The NYSE had filed for the rule change last week. The proposal disappeared from its website on Friday, and a spokesperson at the Big Board confirmed it has been rejected by the SEC.
“We remain committed to evolving the direct listing product,” the NYSE said. “This sort of action is not unusual in the filing process and we will continue to work with the SEC on this initiative.”
Spotify and later and Slack went public through a direct listing in 2019. Banks are working with numerous other companies, including Airbnb, who want to take that route as an alternative to an initial public offering.
With a direct listing, firms do not raise new money and rather allow existing investors, who normally have to wait for a lockup period to expire, to sell into the public market. It is proving to be a growing popular option for companies that don’t need cash, but the NYSE is aiming to make the direct listing more accessible for a wider swath of businesses.
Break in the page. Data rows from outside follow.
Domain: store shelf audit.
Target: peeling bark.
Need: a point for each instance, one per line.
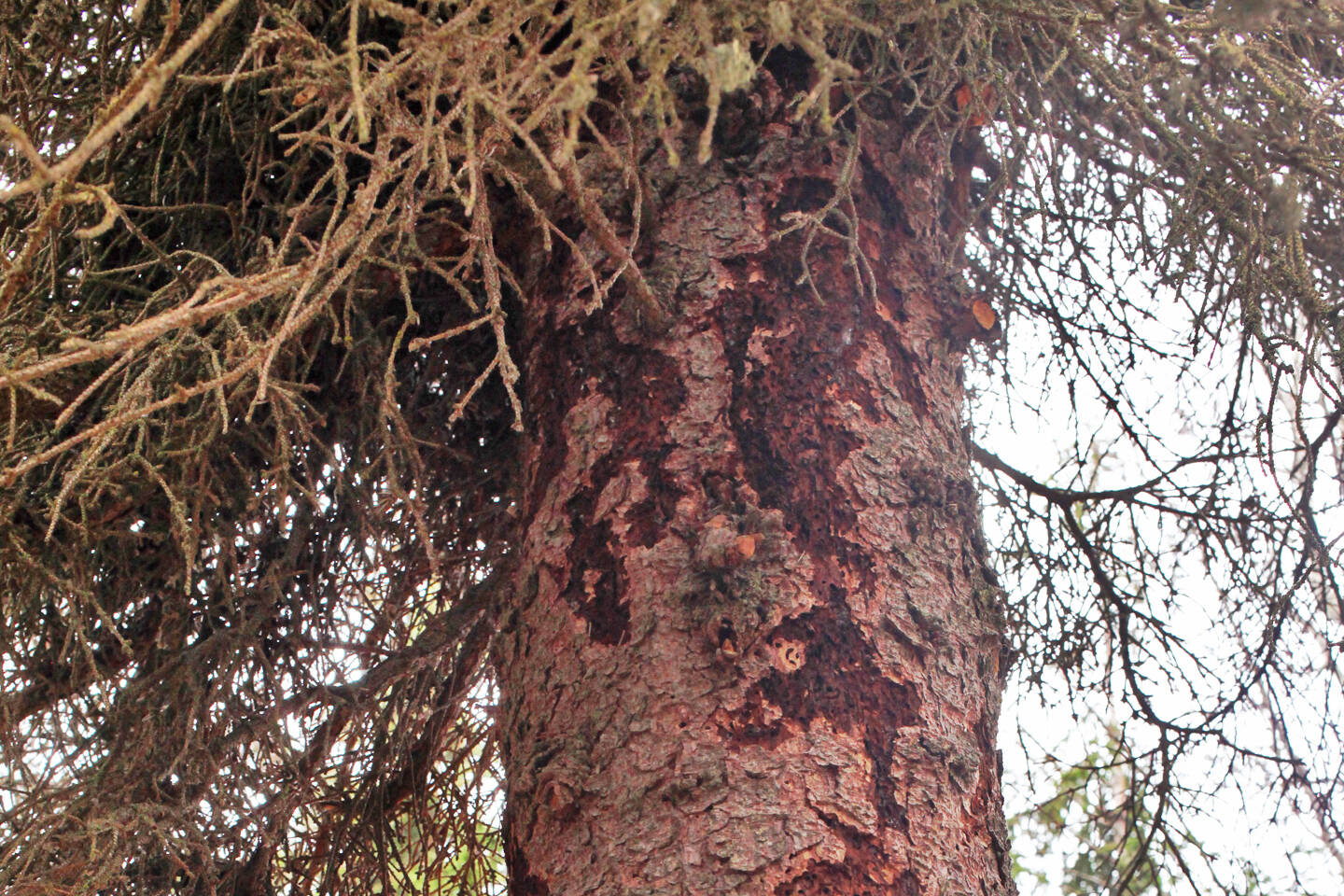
(753, 648)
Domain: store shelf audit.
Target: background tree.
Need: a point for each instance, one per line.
(321, 326)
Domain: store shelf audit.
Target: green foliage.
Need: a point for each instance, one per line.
(259, 395)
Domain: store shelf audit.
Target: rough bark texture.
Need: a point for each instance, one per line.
(753, 649)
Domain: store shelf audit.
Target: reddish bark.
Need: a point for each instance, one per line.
(753, 649)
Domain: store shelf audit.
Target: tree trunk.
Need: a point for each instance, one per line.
(753, 648)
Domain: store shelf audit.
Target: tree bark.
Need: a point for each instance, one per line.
(754, 648)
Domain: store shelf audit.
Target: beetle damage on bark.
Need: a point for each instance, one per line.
(750, 649)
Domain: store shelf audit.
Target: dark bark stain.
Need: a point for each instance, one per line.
(851, 877)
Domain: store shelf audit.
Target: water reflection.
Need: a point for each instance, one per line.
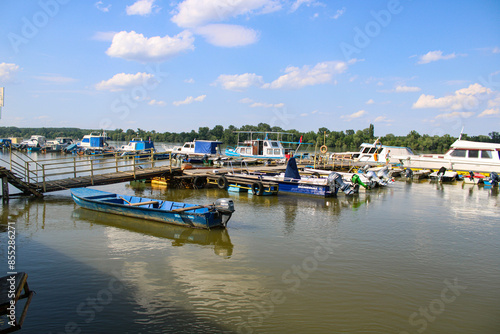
(180, 236)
The topic of direct listings started getting more attention following the Slack offering, as venture capitalists like Benchmark’s Bill Gurley became more vocal in their criticisms of IPOs, which tend to end in large first-day pops that benefit new investors at the expense of insiders and employees. Gurley held an event in San Francisco earlier in October to educate top investors and pre-IPO tech companies on the benefits of direct listings, and the big investment banks followed with events of their own.